Demand for 100 Gigabit is coming from several segments: large incumbent operators, cable operators and internet content service providers. "All these entities are buying a technology [100 Gig] that is prime time," says Redpath.
Asia Pacific will be the region with the second largest growth for the forecast period, at 4.4 percent compound annual growth rate (CAGR).
The deployment of optical equipment in China and Japan was down in 2013: China dipped 6 percent while Japan was down a huge 23 percent compared to 2012 market demand.
The underlying trend in China is one of growth, with the optical market valued at US $3 billion. "They just had to have a pause," says Redpath, who points out that the Chinese market has tripled in a relatively short period. "They are now retooling for the next big thing: LTE; it it just a matter of time," he says. The deployment of 100 Gig, by the large three domestic operators, may start by the year end or spill into 2015.

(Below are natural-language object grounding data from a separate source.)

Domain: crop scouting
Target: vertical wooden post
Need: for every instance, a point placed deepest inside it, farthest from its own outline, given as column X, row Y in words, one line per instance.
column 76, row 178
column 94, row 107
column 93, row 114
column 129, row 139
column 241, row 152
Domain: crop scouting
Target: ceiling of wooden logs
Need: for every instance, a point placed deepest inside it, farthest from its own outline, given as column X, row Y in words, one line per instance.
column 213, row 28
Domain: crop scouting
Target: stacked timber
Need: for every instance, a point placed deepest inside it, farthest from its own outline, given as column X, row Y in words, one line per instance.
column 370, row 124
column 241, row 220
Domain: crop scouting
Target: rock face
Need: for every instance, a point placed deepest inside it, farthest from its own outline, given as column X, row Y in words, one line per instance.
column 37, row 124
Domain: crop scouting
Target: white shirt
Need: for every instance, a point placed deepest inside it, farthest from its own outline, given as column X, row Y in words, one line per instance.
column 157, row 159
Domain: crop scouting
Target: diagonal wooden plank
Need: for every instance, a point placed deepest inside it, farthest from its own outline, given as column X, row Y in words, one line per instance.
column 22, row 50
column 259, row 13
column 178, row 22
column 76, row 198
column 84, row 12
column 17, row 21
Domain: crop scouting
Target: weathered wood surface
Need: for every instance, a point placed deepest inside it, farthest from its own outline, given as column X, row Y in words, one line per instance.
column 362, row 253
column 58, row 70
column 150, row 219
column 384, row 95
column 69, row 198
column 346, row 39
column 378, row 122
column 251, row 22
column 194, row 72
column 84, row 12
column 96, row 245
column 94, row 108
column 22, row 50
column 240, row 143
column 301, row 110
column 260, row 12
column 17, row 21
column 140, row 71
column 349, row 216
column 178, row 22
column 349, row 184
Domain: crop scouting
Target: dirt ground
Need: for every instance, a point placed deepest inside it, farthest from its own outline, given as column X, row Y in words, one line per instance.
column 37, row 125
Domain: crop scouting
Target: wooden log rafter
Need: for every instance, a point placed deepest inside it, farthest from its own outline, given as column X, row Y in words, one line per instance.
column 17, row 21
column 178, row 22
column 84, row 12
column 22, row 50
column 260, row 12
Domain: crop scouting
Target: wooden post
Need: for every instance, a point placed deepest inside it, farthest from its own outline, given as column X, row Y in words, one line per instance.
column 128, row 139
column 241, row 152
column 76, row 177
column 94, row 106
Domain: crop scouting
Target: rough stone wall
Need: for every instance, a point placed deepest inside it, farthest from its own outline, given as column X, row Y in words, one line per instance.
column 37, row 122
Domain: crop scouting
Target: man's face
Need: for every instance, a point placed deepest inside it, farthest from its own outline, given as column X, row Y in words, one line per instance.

Optics is the foundation of an industry that is growing
Japan's sharp decline in 2013 follows massive growth in 2012, the result of replacing networks lost following the 2011 earthquake and tsunami. "That was a one-time bump followed by a one-time reset, with the market now back to normal," says Redpath.
Meanwhile, the EMEA optical networking market will growth at 4.1 percent. "This is a pretty modest growth rate, with more upside coming in the latter period," says Redpath. "The operators have been neglecting their core for so long, they are going to have to come back and reinvest."
Ovum says the weakness of the European market will run its course during the forecast period and expects Europe's northern countries - the UK and Germany - to lead the recovery, followed by the likes of Spain, Italy and Greece.
The market research firm singles out the UK market as being particularly dynamic, and an economy that will lead Europe out of recession. "It is probably closer to the North America market than any other country in terms of competitors and non-carrier spending," says Redpath. "The UK is also one of the leading data centre markets in the world."
Ovum remains upbeat about the long-term prospects of the global optical networking market. "Optics is the foundation of an industry that is growing," says Redpath.
He also points to recent developments in the net neutrality debate, and cites how over-the-top TV and film player, Netflix, has signed agreements with telecom and cable operators. "If over-the-top players realise that they can't keep free-riding on these networks, and to get performance they give a little money to the telcos, then that is a good thing for the ultimate food chain," says Redpath.